Vermutlich hatten die diensthabenden Offiziere an Bord einfach nicht glauben wollen, dass es mit ihnen so schnell abwärts gehen könnte. Natürlich muss man ihnen zugute halten, dass es da unten ganz schön finster ist, weshalb man bei U-Booten auch getrost darauf verzichten konnte, für Kapitän, Steuermann und Lotse eine rundum vollverglaste Brücke auf das Deck zu setzen. Ganz im Ernst: Was mag sich die Verteidigungsministerin wohl dabei gedacht haben, Soldaten unter Wasser zu befehlen, wo sie nichts sehen können, auch nicht, wenn ihr Gefährt Fenster hätte. Wo bleibt denn da die Fürsorgepflicht?
Es ist richtig. Ich habe auch schon davon gehört, dass andere Staaten ebenfalls über Unterseeboote verfügen sollen. Doch was mag da wirklich dran sein? Wenn es nicht so paradox klänge, würde ich sagen, das sind doch Himmelfahrtskommandos. Da steigt doch keiner ein. Klar, da gab es diesen Film, „Das Boot“, in München gedreht, und nicht nur in München, sondern sogar in einer recht großen Attrappe. Eine Attrappe, aus Holz und Pappe, in Geiselgasteig. Die waren da keinen Augenblick unter Wasser. Weder Kaleu Prochnow, noch Kriegsberichterstatter Grönemeyer, waren auch nur einen Augenblick auf Tauchstation.
Gäbe es U-Boote, man hätte den Film doch viel realistischer gestalten können, nicht mit so Tricks und Fakes, nicht mit Schauspielern, sondern mit echten Matrosen.
Was soll also die Meldung von dem auf Grund gelaufenen deutschen U-Boot?
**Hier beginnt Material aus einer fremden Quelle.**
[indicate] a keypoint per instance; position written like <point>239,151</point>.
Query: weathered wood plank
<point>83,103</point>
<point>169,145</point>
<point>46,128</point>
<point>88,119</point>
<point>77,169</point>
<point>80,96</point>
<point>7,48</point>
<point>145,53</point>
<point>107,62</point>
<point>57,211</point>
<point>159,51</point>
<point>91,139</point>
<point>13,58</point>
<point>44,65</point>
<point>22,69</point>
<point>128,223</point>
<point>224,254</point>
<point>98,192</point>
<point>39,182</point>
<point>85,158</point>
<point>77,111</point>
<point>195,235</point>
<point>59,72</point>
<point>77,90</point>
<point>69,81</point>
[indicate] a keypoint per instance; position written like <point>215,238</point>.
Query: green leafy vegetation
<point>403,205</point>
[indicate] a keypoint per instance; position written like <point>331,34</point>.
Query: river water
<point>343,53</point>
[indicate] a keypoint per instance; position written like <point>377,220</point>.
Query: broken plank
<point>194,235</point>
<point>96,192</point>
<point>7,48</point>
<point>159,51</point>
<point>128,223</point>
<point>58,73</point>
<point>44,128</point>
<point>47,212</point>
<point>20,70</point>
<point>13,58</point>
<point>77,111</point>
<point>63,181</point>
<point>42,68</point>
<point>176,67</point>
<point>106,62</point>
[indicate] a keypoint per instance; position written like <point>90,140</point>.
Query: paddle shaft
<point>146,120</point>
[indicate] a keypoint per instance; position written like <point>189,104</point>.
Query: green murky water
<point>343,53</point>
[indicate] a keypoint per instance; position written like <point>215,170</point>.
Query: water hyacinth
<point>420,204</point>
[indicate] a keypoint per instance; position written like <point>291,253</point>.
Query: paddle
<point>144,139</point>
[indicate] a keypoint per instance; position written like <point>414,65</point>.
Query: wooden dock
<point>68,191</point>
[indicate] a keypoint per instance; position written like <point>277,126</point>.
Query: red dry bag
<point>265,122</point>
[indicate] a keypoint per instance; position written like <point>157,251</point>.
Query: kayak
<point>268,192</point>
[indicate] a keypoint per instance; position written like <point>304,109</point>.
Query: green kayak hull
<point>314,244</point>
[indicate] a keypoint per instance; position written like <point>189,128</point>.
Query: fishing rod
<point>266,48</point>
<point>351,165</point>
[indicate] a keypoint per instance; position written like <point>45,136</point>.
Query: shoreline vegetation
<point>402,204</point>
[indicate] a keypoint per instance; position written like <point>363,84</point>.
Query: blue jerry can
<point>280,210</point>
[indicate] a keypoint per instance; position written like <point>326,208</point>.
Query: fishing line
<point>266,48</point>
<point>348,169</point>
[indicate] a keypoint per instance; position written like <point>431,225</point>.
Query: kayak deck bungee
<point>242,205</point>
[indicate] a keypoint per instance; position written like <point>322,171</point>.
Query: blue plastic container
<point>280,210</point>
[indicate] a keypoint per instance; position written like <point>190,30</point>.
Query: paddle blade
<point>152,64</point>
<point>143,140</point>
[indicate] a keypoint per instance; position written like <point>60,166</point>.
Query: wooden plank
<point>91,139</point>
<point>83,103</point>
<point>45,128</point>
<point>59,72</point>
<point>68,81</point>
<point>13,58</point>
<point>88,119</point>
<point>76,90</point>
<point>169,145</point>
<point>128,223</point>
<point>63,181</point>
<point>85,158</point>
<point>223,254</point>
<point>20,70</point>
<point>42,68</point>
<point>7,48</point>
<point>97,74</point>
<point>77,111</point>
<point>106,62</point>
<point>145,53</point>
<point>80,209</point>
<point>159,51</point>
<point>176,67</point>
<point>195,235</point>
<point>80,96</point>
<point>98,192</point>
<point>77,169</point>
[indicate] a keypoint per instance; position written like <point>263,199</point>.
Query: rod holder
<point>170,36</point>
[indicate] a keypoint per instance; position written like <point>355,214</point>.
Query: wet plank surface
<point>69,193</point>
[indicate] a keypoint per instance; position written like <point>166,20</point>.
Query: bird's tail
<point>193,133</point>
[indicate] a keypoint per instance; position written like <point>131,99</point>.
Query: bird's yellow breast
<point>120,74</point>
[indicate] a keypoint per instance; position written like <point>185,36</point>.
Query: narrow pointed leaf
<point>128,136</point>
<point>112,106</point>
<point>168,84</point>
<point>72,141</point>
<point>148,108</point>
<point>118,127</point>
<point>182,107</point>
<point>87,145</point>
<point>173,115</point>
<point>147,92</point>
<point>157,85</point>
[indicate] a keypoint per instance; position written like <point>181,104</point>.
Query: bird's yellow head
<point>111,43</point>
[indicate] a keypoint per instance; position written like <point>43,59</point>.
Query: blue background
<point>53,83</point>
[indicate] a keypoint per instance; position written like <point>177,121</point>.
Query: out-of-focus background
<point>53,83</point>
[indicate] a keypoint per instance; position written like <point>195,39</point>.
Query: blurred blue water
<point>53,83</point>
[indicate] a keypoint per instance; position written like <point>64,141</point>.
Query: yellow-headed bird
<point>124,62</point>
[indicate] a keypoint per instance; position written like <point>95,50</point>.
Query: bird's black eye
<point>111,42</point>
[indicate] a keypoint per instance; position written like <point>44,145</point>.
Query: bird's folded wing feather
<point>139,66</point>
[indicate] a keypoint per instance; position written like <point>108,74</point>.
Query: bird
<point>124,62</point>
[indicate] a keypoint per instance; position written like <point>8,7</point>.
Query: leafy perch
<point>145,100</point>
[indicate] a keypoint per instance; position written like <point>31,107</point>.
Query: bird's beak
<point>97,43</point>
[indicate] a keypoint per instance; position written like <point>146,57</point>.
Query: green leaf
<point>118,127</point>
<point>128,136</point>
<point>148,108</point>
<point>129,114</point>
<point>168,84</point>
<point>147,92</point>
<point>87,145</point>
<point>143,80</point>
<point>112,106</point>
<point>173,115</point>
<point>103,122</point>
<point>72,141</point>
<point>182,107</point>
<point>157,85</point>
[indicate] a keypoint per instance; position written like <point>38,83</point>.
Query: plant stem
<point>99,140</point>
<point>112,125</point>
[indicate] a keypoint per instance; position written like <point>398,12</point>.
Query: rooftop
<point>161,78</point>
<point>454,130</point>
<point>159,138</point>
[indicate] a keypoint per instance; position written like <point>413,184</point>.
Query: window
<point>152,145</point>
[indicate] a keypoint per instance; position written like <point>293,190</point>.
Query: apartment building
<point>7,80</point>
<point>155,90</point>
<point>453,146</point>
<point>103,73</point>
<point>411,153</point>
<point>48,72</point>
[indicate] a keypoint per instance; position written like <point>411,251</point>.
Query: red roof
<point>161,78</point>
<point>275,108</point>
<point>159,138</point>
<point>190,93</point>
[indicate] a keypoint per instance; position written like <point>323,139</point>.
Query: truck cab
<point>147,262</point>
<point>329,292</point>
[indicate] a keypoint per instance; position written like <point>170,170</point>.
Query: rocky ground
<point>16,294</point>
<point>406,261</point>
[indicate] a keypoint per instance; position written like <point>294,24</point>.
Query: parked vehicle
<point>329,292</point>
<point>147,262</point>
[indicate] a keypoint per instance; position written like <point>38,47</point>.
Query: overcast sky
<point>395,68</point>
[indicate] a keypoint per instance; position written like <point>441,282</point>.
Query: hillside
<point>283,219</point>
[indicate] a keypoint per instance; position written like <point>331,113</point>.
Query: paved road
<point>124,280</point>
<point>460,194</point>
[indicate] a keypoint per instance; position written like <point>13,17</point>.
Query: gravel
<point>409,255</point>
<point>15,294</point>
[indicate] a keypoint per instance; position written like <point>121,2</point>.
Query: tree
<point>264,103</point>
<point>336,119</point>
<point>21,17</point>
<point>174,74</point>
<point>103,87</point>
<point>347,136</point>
Werden wir demnächst erfahren, dass es Krieg gibt, weil ein rein technisch unmögliches Unterwassergefährt von den Russen – unter Wasser! – angegrifen und versenkt wurde?? Das sind doch durchsichtige Schauermärchen.
Schiffe, und auch Boote sind Schiffe, sind dadurch gekennzeichnet, dass sie schwimmen. Oben! Schwimmen! Schiffe unter Wasser sind verloren. Unter günstigen Bedingungen kann man sie wieder heben und den Stahlschrott immer noch an die Chinesen verkaufen. Aber sonst …
Ich bitte Sie. Gäbe es wirklich Schiffe unter Wasser, dann wäre ja nichts mehr unvorstellbar.
Stellen Sie sich einfach vor, da gibt es als Krone des deutschen Rechtsstaats ein Grundgesetz. Das muss oben bleiben, an oberster Stelle, unsinkbar über den Untiefen der vom Parteiengezänk geprägten Gesetzgebung und dem Augiasstall juristischer Spitzfindigkeiten. Alles was Recht ist, ist im Grundgesetz eingekapselt. Es wie eine Zeitkapsel, die bei der Grundsteinlegung eines wichtigen Gebäudes mit eingemauert wird. Wasserdicht, säurefest, brandstabil – also letztlich unkaputtbar.
So ein Grundgesetz, das wird nicht einfach mal auf Zuruf eines Lobbyisten von einer englischen Anwaltskanzlei in Paragraphen gegossen, die dann im Anhang zu einem ganz anderen Gesetzpaket von einem fast leeren Plenarsaal ohne Aussprache durchgewunken werden. Nein, nein. Ein Grundgesetz wird mit Bedacht, in langer Arbeit, von klugen und weisen Frauen und Männern erarbeitet, reiflich diskutiert, auf mögliche Schwächen abgeklopft, und dann dem Volk zur Abstimmung vorgelegt, auf dass sich alle, zumindest aber die große Mehrheit, darüber einig sind: So wollen wir unser Zusammenleben organisieren. Das ist das grundsätzliche, unantastbare Recht. Das ist das Eichamt der Juristerei, und sollte es je verändert werden müssen, dann doch nur, wenn wieder eine Volksabstimmung darüber befindet.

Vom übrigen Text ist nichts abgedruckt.